The product is made by Sanofi Aventis.
The FDA says PLLA is a biodegradable, biocompatible man-made polymer. It is used in absorbable stitches and bone screws. PLLA is a long lasting filler material that is usually given in a series of injections over a period of several months.
Several side effects have been linked to Sculptra, including scarring, skin discoloration, nodules, lumps and granulomas.
The product label says serious granulomas usually occur several months after injection, sometimes more than a year later.
Researchers say that granuloma formation after implantation of injectable skin fillers is a rare side effect, occurring in between 0.02 percent and 1 percent of patients. They happen several months to years after injection.
The Sculptra label describes a study involving rabbits in which the animals had “several relatively large remnants of injectable PLLA visible at 64 weeks after implantation…described as chronic granulomatous reaction characterized by foreign body giant cells and macrophages.” A macrophage is a large cell that engulfs a solid, foreign particle.
Anne Scott says she has been to 36 doctors around the country, and no one can help her. She had surgery at Johns Hopkins, and granulomas pushed her stitches out.
Four doctors told her to see a psychiatrist. She went to one for 11 months, and he told her she needed to go to a major medical university. So she did.
“If I cut myself somewhere, they’ll come out,” she says. “Before I heal, they’ll come out.”

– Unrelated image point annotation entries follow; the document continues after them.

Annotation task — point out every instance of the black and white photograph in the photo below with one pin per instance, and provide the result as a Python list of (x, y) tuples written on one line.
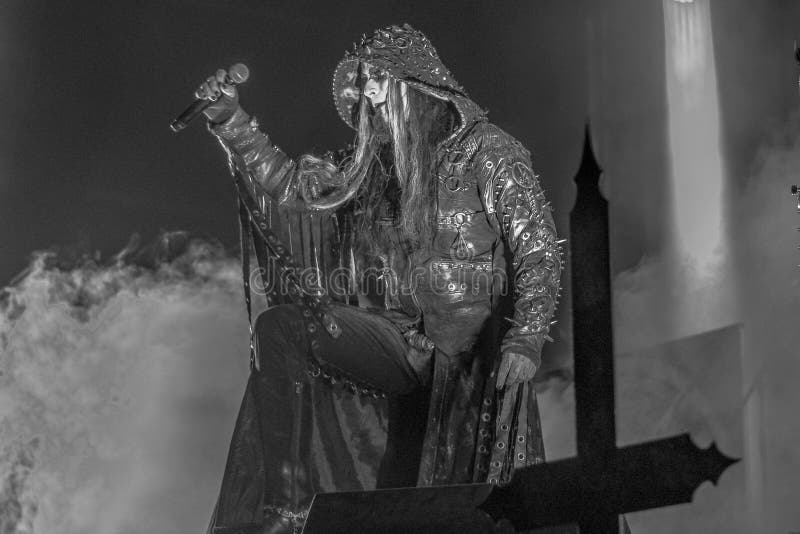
[(469, 267)]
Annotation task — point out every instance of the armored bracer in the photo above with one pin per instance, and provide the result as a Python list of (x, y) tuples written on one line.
[(272, 171), (515, 202)]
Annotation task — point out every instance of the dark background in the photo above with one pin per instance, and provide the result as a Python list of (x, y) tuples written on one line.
[(89, 89)]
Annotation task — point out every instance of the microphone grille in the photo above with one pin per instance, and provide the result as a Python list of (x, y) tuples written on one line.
[(238, 73)]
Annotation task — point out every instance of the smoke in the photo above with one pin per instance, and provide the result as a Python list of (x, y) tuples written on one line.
[(119, 386)]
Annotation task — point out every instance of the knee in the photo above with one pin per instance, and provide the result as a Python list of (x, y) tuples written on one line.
[(278, 326)]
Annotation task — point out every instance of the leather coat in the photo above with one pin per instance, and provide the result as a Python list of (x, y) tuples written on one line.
[(487, 284)]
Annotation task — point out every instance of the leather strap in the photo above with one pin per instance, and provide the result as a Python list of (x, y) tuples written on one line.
[(313, 301)]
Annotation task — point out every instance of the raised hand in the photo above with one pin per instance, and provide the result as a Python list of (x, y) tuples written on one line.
[(222, 92), (514, 369)]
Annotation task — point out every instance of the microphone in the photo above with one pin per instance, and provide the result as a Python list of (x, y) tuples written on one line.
[(236, 74)]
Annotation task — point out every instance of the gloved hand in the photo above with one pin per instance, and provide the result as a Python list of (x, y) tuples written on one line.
[(224, 94), (514, 369)]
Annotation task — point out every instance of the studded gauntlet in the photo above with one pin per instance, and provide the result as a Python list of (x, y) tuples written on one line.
[(514, 199), (277, 175)]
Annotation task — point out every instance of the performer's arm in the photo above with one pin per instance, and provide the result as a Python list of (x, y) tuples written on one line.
[(514, 199), (287, 182)]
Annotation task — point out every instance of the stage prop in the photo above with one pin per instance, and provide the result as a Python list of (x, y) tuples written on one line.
[(590, 490)]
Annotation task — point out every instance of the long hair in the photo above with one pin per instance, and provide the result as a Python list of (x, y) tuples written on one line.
[(398, 156), (392, 164)]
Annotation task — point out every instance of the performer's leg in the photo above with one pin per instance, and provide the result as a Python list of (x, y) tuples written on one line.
[(268, 464), (370, 350)]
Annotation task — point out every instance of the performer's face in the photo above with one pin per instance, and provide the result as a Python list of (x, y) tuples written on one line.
[(375, 86)]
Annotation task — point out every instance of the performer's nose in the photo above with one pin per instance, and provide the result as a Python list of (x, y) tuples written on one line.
[(372, 90)]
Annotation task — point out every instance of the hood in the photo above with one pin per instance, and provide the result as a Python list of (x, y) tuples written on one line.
[(406, 55)]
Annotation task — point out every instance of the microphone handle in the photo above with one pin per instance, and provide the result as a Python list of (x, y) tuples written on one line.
[(189, 114)]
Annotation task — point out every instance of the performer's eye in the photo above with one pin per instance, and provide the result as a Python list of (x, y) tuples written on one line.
[(377, 75)]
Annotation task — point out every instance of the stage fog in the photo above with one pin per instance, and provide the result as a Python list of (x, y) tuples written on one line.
[(123, 362)]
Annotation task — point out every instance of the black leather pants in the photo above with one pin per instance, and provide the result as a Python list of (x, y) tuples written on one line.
[(297, 434)]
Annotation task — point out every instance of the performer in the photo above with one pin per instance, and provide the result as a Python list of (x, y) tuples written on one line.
[(446, 205)]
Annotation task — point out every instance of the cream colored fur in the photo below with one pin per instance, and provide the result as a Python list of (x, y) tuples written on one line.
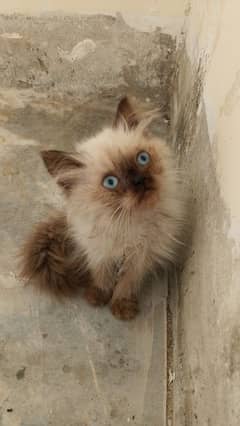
[(137, 236)]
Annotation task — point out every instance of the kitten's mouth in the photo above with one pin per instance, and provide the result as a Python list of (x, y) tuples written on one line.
[(143, 189)]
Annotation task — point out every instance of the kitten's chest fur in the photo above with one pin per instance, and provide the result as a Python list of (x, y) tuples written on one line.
[(105, 240)]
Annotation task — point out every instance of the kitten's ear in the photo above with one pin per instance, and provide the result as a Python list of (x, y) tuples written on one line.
[(126, 115), (60, 164)]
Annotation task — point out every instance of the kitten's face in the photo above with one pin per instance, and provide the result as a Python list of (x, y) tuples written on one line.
[(126, 170), (121, 168)]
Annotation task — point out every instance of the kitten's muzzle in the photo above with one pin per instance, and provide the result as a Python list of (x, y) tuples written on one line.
[(138, 180)]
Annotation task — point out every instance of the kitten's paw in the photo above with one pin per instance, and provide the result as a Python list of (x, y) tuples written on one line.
[(125, 309), (96, 296)]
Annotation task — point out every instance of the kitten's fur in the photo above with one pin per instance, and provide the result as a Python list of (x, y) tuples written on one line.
[(105, 238)]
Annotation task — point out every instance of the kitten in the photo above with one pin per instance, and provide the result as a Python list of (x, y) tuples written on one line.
[(123, 216)]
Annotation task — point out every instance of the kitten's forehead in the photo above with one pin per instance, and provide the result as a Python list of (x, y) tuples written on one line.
[(112, 147)]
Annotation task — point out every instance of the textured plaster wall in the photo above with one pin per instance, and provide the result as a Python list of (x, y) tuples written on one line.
[(207, 124), (143, 14)]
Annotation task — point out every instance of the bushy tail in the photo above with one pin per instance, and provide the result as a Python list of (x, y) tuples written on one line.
[(49, 262)]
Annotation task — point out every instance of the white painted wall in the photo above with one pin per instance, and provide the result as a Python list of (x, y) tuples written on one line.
[(167, 8), (143, 14), (213, 33)]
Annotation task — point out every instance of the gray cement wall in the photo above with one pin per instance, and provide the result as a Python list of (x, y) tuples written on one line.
[(204, 298)]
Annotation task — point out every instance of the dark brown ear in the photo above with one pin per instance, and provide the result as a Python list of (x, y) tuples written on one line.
[(126, 115), (59, 162)]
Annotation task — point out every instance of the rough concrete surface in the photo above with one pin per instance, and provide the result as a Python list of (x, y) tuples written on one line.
[(71, 365), (205, 296)]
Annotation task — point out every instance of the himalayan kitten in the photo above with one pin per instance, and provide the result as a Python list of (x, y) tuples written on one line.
[(123, 216)]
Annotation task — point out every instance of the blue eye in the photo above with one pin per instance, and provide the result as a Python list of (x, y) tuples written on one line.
[(110, 182), (143, 158)]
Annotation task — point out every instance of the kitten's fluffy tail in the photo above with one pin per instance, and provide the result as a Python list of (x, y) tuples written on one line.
[(48, 260)]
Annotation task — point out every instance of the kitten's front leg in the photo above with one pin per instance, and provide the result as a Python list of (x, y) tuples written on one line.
[(100, 293), (124, 303)]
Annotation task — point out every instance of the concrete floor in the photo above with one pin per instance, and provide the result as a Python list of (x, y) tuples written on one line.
[(71, 365)]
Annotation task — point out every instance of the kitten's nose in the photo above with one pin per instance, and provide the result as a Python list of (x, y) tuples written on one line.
[(138, 180)]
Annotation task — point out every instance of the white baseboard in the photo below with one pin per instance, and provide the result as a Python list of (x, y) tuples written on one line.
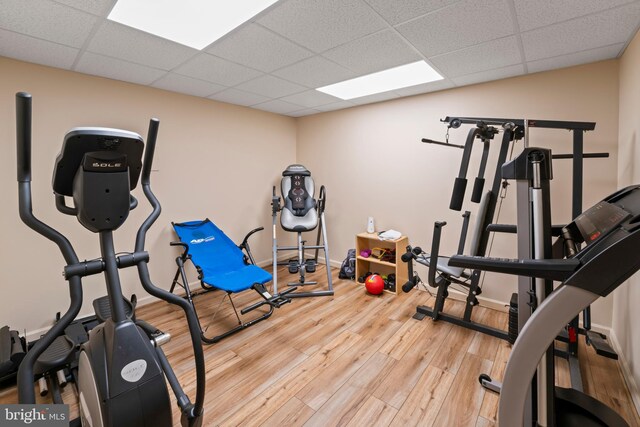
[(626, 370)]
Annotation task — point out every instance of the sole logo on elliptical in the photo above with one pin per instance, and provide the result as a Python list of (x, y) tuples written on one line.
[(34, 415)]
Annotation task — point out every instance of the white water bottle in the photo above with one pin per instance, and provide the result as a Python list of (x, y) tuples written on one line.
[(370, 226)]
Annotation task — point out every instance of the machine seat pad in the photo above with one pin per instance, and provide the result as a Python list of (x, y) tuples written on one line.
[(290, 222)]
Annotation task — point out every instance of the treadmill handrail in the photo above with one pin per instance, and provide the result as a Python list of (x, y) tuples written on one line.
[(552, 269)]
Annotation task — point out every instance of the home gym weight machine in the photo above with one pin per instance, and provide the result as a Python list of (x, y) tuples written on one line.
[(514, 129), (122, 368), (610, 231)]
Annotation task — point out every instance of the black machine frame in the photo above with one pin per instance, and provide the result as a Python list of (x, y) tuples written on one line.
[(513, 130)]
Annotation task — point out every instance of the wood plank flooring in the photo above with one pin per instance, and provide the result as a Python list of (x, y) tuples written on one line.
[(353, 360)]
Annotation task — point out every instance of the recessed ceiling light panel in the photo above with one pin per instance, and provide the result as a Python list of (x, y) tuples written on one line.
[(394, 78), (194, 23)]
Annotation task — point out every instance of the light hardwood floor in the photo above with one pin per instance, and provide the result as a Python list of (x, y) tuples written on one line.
[(354, 360)]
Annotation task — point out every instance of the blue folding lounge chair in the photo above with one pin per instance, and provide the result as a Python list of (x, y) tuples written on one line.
[(222, 265)]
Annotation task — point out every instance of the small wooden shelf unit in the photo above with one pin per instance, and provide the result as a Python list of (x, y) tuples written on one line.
[(364, 265)]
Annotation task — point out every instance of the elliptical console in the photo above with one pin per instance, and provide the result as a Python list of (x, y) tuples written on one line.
[(122, 368)]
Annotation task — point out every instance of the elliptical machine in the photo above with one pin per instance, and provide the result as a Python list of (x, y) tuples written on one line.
[(122, 368)]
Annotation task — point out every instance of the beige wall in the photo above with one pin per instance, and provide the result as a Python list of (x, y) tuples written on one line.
[(627, 298), (373, 164), (219, 160), (213, 160)]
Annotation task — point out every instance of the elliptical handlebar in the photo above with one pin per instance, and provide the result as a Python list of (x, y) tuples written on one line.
[(23, 133), (195, 410), (26, 392)]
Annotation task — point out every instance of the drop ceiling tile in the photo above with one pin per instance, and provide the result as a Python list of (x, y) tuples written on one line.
[(305, 112), (117, 69), (123, 42), (310, 98), (190, 86), (378, 97), (334, 106), (397, 11), (602, 29), (95, 7), (489, 75), (460, 25), (372, 53), (592, 55), (540, 13), (259, 48), (494, 54), (425, 88), (46, 20), (25, 48), (216, 70), (315, 72), (239, 97), (277, 106), (321, 25), (271, 87)]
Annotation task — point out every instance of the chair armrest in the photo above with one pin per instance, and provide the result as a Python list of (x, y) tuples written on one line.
[(249, 234), (185, 252), (244, 246), (435, 251)]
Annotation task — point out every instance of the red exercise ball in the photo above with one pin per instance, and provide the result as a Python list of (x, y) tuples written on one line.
[(374, 284)]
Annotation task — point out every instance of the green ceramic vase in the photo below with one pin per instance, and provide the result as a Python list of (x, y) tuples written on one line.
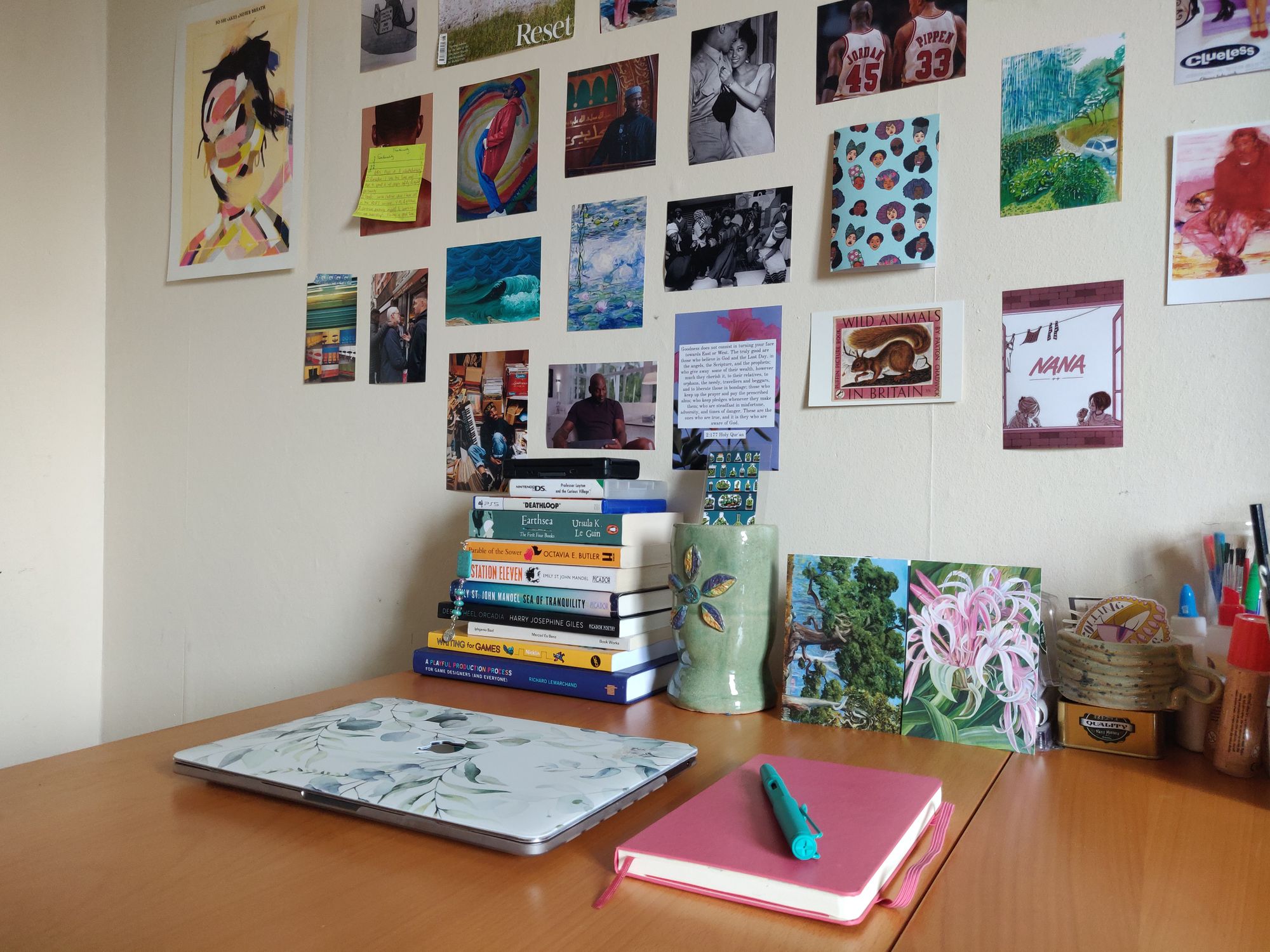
[(723, 578)]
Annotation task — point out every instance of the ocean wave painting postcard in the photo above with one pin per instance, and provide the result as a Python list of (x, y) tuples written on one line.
[(973, 656), (846, 623), (885, 200), (911, 356), (473, 30), (1220, 242), (498, 282), (238, 139), (606, 265), (1061, 126)]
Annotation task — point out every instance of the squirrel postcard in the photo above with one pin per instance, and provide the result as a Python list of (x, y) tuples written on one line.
[(901, 356)]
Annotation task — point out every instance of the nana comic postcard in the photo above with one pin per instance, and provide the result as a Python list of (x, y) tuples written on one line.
[(901, 356)]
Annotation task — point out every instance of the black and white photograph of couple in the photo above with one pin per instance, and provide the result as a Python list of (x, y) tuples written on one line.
[(732, 91)]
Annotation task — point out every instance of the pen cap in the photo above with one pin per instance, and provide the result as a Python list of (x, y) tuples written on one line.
[(1250, 644), (1187, 604)]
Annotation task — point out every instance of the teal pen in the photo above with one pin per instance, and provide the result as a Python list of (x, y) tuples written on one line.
[(793, 818)]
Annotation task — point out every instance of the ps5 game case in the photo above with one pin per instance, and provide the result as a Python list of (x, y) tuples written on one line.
[(501, 783)]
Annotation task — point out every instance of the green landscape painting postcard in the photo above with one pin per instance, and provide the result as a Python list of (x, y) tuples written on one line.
[(845, 642)]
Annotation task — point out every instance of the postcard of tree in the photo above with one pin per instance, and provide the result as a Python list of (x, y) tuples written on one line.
[(973, 656), (1061, 126), (845, 642)]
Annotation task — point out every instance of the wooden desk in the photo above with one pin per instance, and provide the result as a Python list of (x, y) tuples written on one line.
[(1083, 851), (107, 849)]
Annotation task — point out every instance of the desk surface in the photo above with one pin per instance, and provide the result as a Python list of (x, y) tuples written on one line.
[(107, 849), (1076, 850)]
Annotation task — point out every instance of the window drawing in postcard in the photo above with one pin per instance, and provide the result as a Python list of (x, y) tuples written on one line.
[(735, 241), (1220, 39), (399, 327), (402, 124), (886, 195), (331, 329), (973, 656), (612, 117), (473, 30), (732, 91), (493, 284), (238, 139), (620, 15), (391, 34), (727, 385), (846, 621), (487, 418), (871, 48), (1061, 126), (1220, 247), (606, 265), (911, 356), (603, 406), (1062, 365), (498, 148)]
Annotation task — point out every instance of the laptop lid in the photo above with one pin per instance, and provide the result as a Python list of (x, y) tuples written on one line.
[(516, 780)]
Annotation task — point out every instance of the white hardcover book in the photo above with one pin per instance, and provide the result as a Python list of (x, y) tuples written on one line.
[(571, 577), (625, 643)]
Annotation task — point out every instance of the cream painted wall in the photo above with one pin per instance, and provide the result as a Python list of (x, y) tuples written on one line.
[(266, 540), (53, 318)]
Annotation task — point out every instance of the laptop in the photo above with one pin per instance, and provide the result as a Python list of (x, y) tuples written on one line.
[(501, 783)]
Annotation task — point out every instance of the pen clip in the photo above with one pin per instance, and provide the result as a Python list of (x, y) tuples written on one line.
[(808, 818)]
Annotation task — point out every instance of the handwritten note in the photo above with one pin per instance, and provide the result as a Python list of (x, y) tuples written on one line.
[(393, 178), (728, 385)]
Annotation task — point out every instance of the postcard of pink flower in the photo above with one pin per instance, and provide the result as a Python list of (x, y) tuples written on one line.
[(973, 656)]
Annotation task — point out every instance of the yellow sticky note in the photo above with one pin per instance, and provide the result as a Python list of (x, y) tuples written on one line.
[(392, 188)]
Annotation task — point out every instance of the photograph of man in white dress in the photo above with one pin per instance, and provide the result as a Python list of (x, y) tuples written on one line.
[(732, 91)]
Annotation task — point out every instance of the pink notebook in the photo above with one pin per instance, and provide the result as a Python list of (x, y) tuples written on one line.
[(726, 841)]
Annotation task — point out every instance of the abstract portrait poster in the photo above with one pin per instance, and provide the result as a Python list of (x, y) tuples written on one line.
[(727, 385), (1220, 242), (238, 139), (498, 148)]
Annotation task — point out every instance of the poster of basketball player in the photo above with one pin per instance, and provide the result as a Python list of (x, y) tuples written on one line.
[(871, 46)]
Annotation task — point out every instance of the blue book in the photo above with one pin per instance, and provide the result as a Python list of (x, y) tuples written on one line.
[(604, 605), (615, 687)]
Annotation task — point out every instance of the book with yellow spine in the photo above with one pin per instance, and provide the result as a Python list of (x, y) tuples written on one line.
[(493, 550), (553, 654)]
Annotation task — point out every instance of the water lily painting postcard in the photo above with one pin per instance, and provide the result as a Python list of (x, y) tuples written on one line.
[(498, 282), (1220, 243), (473, 30), (846, 623), (973, 656), (606, 265), (1061, 125), (238, 133), (1062, 366), (727, 385), (911, 356), (885, 196)]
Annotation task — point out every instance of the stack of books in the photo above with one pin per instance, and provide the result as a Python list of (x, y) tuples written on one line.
[(567, 592)]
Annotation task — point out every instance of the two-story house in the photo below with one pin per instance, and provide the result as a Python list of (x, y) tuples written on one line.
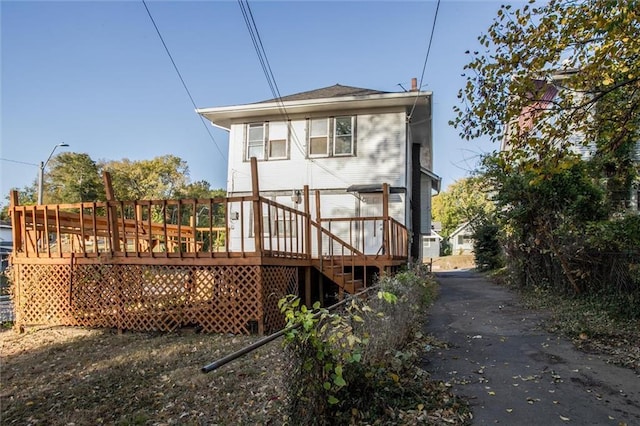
[(345, 143), (547, 91)]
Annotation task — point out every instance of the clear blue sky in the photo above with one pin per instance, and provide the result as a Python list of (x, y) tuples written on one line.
[(95, 74)]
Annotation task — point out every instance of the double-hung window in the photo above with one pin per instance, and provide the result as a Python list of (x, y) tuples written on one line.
[(318, 137), (331, 136), (255, 140), (267, 141), (343, 136), (278, 131)]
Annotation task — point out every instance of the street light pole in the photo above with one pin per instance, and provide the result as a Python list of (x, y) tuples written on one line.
[(43, 164)]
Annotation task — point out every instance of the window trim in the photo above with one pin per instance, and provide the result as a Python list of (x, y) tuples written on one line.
[(352, 136), (248, 145), (332, 136)]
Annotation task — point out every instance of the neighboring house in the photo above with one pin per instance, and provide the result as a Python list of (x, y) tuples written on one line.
[(461, 239), (344, 142), (432, 244), (547, 89)]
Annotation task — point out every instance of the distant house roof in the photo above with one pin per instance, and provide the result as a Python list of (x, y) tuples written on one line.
[(334, 91), (464, 229), (325, 100)]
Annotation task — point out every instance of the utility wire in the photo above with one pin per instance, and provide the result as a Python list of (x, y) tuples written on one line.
[(426, 58), (268, 73), (19, 162), (182, 80)]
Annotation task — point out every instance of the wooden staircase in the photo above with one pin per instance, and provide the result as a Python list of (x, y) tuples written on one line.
[(342, 263)]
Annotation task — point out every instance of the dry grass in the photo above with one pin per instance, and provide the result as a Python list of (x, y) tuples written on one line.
[(61, 376), (75, 376), (448, 263)]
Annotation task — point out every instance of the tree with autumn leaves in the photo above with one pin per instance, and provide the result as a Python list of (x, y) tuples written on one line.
[(558, 86), (75, 177)]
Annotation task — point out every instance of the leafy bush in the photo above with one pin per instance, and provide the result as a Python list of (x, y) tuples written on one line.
[(359, 365)]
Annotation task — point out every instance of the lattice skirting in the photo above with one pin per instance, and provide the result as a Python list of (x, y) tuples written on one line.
[(219, 299)]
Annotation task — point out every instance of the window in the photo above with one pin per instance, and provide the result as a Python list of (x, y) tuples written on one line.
[(278, 140), (255, 140), (318, 137), (343, 136), (331, 136), (267, 140)]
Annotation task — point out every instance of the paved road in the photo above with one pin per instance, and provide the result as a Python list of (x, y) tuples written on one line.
[(514, 373), (6, 309)]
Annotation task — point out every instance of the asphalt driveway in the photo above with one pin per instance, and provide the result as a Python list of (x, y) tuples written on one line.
[(513, 372)]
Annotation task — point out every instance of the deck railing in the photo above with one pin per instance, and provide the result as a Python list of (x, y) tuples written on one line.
[(378, 235), (197, 228)]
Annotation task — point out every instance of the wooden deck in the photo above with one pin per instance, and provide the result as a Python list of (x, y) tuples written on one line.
[(219, 263)]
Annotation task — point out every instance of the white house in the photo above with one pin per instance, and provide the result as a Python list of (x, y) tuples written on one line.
[(547, 89), (6, 244), (461, 239), (344, 142)]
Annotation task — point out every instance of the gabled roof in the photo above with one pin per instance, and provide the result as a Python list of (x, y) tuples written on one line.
[(463, 227), (335, 91)]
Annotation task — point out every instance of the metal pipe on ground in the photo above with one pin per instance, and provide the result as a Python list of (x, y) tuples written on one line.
[(235, 355)]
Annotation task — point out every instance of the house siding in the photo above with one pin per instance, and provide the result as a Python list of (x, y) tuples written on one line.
[(380, 158)]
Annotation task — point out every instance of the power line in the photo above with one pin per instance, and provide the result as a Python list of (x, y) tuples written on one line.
[(19, 162), (268, 73), (182, 80), (426, 58)]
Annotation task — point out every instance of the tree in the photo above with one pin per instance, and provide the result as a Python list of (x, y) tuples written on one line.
[(551, 80), (463, 200), (588, 50), (72, 178), (160, 178)]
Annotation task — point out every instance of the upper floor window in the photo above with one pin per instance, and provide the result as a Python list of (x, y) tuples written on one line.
[(255, 140), (331, 136), (267, 140), (319, 137), (343, 136)]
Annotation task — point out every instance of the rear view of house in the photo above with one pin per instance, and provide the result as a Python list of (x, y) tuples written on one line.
[(344, 142)]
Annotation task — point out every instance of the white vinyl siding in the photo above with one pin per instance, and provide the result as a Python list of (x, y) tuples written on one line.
[(255, 141), (318, 137), (380, 145), (278, 140)]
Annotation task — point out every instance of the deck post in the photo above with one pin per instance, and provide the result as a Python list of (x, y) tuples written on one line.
[(257, 206), (385, 214), (307, 221), (318, 221), (307, 245), (113, 211), (16, 221)]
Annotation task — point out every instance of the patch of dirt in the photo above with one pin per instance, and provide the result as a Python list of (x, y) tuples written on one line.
[(449, 263), (63, 375)]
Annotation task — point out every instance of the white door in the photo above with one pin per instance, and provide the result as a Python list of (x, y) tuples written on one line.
[(370, 207)]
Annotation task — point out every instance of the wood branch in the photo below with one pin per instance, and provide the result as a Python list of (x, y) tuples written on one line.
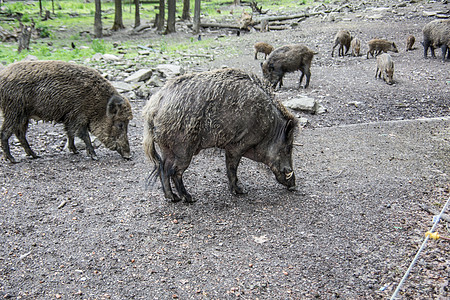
[(209, 56), (435, 212), (6, 36), (217, 25)]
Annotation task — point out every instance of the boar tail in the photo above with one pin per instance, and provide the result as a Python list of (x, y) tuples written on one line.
[(152, 154)]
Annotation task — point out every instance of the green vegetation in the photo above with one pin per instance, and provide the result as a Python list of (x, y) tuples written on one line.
[(72, 19)]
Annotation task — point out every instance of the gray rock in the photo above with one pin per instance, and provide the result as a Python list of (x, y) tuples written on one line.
[(155, 81), (305, 104), (141, 75), (80, 145), (170, 70), (122, 86)]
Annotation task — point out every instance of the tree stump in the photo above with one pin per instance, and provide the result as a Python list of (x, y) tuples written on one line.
[(25, 36)]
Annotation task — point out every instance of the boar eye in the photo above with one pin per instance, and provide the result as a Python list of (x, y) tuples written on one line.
[(120, 125)]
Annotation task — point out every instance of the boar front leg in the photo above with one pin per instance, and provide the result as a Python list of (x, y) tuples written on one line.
[(83, 134), (20, 133), (232, 162), (5, 135)]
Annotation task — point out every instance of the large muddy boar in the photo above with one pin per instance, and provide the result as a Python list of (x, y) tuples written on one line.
[(343, 39), (227, 109), (77, 96), (289, 58), (436, 34), (385, 68), (376, 46)]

They break out of her skin every day, but she has to wait for them to get through the skin and big enough for her to take them out with tweezers. She knows they’re about to appear because the itching intensifies.
The pain and the bleeding and the disfigurement has left Scott housebound.
“I’m bored,” she said. She spends her time researching doctors. She had to leave her banking career to take care of her father.
And her husband is self-employed as an electrical commercial contractor. Their insurance is inadequate to cover her medical bills. Their retirement savings are depleted.
She takes hydrocodone pills to mitigate the pain, but limits that to before bed and when she awakes in the morning.
“I’ll wake up in a pool of blood,” she said. “I can’t even describe how much it will bleed.”
“I’m very outgoing,” she says. “We have a lot of friends in this town. It’s a small town. I haven’t been downtown to have dinner at night in five years since I got to the point where I was so disfigured.”
She said people judge her when they see her. “I don’t look like the same person.”
She ran into someone in Walgreens she hadn’t seen in awhile. “Oh, Anne,” the woman said. “I’m sorry.”
“That’s not what I want to hear,” Scott said. “I don’t want their pity. I want a doctor to be responsible. I want somebody to fix me.”